Gordon Chase grew up in London, England. He worked for Shell International Petroleum Company and then smaller companies, trading oil and petrochemical products, until he retired to travel. A visit to Kathmandu, Nepal, inspired an interest in pollution control, and he obtained a BSc (Hons) degree in environmental studies and diploma in pollution control from The Open University. Chase met his wife in Boston, Massachusetts, and the couple moved to Ambler, Pennsylvania, to be near her parents. Chase joined the BoRit community advisory group (CAG), is now chair of the Removal, Remediation, and Monitoring workgroup, and was later elected as co-chair of the CAG. Chase acknowledges a tension between private and public interests as represented by the differing opinions among members of the CAG, but he regards Ambler's reticence to confront its asbestos as a malaise" reflecting a general "malaise" in much of the United States on issues ranging from liquor sales to power lines to derelict buildings to infrastructure repairs.

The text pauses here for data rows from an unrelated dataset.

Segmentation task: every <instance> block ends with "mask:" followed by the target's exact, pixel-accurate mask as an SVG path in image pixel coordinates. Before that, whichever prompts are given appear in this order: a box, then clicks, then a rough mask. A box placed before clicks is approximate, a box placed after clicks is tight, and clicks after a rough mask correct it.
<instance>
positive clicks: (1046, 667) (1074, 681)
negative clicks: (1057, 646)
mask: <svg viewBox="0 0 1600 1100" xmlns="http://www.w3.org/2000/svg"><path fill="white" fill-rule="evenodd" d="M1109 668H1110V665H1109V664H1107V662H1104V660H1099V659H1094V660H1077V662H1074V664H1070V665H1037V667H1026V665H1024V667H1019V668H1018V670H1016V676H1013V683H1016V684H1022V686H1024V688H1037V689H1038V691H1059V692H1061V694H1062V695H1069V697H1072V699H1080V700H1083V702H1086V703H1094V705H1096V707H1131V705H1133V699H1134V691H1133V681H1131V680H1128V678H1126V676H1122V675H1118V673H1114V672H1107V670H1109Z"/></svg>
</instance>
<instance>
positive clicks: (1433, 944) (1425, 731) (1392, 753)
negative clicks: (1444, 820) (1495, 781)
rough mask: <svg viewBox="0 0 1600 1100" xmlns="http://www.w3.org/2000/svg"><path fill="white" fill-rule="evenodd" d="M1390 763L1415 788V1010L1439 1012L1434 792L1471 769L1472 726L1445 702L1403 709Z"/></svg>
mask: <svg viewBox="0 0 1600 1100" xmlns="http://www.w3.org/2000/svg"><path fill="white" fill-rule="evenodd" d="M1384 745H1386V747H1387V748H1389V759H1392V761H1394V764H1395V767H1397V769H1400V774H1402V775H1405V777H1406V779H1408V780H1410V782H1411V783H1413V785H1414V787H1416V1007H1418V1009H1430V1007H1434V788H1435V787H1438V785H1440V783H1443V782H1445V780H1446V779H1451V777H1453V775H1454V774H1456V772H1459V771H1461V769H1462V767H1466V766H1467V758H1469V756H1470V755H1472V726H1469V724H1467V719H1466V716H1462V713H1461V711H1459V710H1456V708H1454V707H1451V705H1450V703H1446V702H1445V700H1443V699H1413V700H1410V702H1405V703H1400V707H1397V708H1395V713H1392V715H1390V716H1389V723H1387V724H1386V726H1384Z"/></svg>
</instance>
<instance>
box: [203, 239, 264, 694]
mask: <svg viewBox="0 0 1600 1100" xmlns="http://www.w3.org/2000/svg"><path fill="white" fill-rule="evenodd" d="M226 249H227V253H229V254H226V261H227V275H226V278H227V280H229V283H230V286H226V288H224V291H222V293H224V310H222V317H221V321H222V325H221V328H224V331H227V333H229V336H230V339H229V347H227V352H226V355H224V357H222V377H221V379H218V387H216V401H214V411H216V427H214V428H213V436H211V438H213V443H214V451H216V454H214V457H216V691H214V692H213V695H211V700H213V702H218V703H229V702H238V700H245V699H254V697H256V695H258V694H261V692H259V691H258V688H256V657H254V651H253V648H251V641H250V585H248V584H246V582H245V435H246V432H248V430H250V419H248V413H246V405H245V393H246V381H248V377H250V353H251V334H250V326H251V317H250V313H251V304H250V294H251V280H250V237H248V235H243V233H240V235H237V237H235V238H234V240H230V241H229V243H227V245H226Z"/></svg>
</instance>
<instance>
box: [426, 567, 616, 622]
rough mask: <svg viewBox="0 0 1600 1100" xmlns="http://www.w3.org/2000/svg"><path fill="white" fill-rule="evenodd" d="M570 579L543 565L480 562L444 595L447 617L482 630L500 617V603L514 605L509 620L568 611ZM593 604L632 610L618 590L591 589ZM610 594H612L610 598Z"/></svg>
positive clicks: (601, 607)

He feels that communication between the CAG and EPA is generally good. Chase has a positive view of Ambler in that its citizens fight hard for what they want. Chase believes that asbestos is now a problem of industrial blight as well as a health hazard. Chase has found some government agencies better than others, but acknowledges that they all have limitations and requirements prescribed by law.

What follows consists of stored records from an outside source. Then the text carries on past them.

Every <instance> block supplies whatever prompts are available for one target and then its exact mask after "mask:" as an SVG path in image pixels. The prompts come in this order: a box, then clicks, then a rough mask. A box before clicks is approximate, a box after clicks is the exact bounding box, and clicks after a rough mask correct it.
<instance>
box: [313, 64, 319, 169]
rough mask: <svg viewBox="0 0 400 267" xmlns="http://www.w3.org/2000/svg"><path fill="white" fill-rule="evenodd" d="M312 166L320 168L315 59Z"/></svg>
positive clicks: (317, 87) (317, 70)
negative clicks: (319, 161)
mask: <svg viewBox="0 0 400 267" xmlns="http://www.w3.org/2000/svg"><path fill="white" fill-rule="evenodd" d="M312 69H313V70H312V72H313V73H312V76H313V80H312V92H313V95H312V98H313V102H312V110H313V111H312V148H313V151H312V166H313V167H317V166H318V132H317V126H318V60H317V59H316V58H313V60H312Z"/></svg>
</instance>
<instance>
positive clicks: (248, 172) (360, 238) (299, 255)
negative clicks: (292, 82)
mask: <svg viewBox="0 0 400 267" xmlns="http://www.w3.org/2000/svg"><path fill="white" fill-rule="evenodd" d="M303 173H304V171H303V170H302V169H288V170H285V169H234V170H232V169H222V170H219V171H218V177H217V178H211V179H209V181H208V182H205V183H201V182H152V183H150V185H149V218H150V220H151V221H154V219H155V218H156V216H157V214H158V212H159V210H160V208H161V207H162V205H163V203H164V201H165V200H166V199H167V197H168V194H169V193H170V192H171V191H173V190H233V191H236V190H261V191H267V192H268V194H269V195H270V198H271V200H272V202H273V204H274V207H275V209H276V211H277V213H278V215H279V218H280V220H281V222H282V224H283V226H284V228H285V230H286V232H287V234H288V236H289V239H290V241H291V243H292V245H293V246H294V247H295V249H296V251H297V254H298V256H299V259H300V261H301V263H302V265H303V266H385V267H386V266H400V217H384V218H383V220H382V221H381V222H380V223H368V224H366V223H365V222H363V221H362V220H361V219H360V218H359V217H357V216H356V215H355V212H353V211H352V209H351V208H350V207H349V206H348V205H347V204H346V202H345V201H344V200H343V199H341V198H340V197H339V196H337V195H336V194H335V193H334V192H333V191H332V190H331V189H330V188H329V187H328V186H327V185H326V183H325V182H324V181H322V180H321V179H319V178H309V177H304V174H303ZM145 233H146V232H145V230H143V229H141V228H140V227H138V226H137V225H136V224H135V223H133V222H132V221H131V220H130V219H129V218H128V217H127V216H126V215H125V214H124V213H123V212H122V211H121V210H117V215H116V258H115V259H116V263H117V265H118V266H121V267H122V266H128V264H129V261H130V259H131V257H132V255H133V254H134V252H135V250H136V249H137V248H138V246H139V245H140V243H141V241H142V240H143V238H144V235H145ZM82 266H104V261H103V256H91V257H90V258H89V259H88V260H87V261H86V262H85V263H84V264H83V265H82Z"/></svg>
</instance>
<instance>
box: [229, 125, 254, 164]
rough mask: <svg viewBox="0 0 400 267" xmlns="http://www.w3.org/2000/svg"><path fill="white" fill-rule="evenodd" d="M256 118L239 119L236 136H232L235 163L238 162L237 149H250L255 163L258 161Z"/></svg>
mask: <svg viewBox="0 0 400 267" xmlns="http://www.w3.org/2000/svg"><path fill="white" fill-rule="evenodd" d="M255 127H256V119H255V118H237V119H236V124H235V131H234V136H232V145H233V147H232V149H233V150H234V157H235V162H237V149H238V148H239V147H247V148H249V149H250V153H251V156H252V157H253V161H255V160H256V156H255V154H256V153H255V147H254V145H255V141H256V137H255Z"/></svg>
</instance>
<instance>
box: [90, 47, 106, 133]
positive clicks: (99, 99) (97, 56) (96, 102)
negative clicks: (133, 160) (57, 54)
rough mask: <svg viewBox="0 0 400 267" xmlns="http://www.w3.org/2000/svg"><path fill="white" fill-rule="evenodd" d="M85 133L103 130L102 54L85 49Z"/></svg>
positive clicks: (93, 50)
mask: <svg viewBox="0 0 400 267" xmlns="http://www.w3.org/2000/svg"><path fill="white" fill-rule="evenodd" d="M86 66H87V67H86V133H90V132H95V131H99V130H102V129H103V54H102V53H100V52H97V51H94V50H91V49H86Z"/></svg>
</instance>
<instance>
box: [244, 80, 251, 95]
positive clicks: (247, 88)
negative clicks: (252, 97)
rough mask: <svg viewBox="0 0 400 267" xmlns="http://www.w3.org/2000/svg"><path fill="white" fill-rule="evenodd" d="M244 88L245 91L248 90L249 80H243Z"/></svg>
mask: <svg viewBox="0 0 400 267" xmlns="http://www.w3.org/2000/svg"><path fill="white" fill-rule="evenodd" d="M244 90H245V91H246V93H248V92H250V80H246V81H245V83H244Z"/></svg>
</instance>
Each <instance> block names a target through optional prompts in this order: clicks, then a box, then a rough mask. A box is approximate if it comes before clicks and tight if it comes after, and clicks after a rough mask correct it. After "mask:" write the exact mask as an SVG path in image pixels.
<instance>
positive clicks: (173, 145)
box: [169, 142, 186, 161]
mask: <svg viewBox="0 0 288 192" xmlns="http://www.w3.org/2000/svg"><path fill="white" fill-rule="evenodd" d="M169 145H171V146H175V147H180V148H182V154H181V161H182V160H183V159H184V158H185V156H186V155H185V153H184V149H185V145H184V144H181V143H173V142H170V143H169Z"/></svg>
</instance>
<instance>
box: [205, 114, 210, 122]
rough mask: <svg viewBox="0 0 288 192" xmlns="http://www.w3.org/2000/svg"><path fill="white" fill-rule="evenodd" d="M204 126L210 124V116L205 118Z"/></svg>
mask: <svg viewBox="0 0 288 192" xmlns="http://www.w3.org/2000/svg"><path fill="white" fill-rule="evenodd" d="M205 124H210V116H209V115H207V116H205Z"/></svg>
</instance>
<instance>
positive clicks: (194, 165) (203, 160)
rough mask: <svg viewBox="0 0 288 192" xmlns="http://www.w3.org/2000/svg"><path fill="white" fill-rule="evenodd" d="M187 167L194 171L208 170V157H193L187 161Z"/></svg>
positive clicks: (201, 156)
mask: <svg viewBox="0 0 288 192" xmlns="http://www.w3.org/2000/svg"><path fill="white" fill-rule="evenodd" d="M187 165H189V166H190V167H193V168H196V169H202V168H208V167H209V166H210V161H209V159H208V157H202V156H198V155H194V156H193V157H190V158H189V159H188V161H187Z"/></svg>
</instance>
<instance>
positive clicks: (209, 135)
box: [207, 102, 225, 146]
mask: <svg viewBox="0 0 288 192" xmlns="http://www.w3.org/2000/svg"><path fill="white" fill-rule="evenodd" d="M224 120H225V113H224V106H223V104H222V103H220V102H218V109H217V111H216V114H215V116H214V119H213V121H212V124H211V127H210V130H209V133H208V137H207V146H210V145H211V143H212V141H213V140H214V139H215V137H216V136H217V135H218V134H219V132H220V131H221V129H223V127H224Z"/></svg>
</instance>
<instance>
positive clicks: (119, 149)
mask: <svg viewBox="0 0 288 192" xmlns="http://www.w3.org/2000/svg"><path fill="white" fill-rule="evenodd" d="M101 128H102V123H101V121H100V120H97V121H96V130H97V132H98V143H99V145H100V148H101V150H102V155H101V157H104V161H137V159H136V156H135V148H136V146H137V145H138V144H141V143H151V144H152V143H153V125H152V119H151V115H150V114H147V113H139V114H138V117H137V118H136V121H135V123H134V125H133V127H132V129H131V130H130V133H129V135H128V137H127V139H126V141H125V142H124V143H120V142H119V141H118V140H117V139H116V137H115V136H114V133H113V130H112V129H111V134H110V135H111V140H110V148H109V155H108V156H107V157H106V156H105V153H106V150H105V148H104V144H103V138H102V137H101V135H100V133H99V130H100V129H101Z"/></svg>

Cheng-Ming Chiang was born and raised in Taiwan. For undergrad, he joined what he considered the best department at National Taiwan University, Agricultural Chemistry. There, he learned biochemical and cell biological techniques in labs, including column chromatography, sodium dodecyl sulphate-polyacrylamide gel electrophoresis, and mammalian cell culture. After his military service, he spent one year as a lab technician studying human papillomavirus. When he matriculated at University of Rochester, he continued this research, specifically performing molecular biology mapping through RNA splicing of variants by retrovirus-mediated gene transfer in human papillomavirus type 11. His thesis won the best thesis award for the entire medical school. He is now at Case Western Reserve University, researching the biochemical aspects of human papillomavirus gene regulation.

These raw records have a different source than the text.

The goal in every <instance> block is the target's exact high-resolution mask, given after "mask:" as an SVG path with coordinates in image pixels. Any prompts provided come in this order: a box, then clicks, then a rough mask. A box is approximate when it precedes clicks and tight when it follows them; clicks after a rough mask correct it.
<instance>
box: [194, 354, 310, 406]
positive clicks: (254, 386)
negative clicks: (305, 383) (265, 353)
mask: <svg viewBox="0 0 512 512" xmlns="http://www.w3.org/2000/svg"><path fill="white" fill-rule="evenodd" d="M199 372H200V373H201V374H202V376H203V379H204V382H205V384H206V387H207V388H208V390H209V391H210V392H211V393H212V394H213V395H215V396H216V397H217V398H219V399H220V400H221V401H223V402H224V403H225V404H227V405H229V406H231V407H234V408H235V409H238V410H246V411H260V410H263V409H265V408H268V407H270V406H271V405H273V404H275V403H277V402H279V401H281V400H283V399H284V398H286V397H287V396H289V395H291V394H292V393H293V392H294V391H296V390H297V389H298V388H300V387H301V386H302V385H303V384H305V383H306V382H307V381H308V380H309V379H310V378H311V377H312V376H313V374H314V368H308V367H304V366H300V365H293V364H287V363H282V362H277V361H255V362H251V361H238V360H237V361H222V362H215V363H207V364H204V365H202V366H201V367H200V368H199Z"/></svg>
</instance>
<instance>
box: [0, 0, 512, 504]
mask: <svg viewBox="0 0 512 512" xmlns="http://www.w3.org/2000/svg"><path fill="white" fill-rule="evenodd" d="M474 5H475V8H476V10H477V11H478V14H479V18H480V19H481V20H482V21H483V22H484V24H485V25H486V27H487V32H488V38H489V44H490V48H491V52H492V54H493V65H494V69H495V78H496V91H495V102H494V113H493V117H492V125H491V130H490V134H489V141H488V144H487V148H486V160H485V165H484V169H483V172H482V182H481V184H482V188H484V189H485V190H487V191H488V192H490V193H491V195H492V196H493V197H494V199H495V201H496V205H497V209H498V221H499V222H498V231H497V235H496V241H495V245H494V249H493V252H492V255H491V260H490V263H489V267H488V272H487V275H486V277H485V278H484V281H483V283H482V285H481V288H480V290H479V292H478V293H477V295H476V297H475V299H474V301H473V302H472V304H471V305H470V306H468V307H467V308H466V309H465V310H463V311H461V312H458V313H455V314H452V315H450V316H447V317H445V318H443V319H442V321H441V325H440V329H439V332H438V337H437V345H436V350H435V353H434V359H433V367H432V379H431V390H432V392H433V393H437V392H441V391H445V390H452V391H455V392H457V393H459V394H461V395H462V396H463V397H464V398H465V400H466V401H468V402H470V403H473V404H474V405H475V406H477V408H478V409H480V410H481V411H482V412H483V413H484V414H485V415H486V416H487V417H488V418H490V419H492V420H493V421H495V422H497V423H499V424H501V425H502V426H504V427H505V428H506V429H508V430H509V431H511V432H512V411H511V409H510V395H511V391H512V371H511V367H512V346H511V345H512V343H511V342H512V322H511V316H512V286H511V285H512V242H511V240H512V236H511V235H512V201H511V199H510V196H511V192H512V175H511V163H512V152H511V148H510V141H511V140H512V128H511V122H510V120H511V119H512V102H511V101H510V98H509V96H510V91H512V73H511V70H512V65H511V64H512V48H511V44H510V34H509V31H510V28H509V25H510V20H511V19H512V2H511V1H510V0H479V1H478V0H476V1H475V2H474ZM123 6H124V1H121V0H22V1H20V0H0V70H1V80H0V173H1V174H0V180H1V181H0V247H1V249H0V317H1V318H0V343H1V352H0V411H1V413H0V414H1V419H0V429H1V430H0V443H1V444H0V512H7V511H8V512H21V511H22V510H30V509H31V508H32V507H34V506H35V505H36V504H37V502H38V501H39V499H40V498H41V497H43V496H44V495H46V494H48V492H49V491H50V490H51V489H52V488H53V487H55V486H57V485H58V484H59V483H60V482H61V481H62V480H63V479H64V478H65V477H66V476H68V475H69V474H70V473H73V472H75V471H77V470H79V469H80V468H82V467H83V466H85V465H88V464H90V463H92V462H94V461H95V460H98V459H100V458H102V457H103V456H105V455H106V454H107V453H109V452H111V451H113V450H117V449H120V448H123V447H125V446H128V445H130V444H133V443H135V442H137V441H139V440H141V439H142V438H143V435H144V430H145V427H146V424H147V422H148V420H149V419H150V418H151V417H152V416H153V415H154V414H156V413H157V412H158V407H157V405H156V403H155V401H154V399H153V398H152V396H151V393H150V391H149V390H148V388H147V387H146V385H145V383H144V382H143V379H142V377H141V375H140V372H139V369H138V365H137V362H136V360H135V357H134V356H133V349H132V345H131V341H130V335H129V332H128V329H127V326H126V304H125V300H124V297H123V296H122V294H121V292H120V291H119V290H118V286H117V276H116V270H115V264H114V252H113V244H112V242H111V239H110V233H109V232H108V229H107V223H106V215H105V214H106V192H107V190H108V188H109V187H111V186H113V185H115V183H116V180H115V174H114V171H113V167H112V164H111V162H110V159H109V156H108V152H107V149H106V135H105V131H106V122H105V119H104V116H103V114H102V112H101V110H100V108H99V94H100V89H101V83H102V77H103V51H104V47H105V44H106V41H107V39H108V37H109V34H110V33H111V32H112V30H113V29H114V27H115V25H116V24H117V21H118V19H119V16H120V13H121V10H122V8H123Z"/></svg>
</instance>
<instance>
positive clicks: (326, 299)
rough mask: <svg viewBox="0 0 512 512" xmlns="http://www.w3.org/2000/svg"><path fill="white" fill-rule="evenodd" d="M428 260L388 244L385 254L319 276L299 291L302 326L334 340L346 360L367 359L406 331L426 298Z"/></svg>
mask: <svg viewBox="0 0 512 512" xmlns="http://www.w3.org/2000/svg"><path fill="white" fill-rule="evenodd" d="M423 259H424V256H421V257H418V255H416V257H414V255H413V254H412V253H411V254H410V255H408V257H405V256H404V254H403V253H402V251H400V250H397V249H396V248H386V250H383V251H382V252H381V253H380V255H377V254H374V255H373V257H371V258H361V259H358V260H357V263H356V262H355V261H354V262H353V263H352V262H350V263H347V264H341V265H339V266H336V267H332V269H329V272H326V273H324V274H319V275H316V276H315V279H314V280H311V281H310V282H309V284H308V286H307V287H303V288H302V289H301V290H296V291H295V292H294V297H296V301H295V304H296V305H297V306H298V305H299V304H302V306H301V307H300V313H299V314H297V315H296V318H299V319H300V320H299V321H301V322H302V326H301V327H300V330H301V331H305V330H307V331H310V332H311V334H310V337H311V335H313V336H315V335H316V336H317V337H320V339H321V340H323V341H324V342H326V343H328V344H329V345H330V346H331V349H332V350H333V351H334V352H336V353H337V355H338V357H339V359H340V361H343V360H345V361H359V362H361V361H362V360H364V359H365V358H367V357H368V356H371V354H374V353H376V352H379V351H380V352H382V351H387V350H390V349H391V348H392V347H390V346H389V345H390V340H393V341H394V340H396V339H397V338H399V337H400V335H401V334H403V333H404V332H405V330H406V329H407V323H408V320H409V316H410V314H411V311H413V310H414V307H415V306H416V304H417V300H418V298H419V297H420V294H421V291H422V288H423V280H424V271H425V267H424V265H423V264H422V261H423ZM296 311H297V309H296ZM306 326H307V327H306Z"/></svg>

Arul M. Chinnaiyan was born near Cleveland, Ohio, but spent his first years in a suburb of Chicago, Illinois, the elder of two sons whose parents came from India. Chinnaiyan decided to attend the University of Michigan, working in Stephen Weiss's lab during summers and part time during the school year on proteases in neutrophils. He entered the Medical Scientist Training Program at University of Michigan to obtain an MD/PhD and eventually joined Vishva Dixit's lab to study apoptosis. From his research came the discovery of FADD, as well as twenty-one publications. After three years of research, Peter Ward persuaded him to complete his residency in clinical pathology at the University of Michigan. He established his lab and became interested in studying biomarkers for prostate cancer. He started a DNA microarray facility too. Chinnaiyan remained at Michigan as an assistant professor in pathology and urology and established the Michigan Center for Translational Pathology.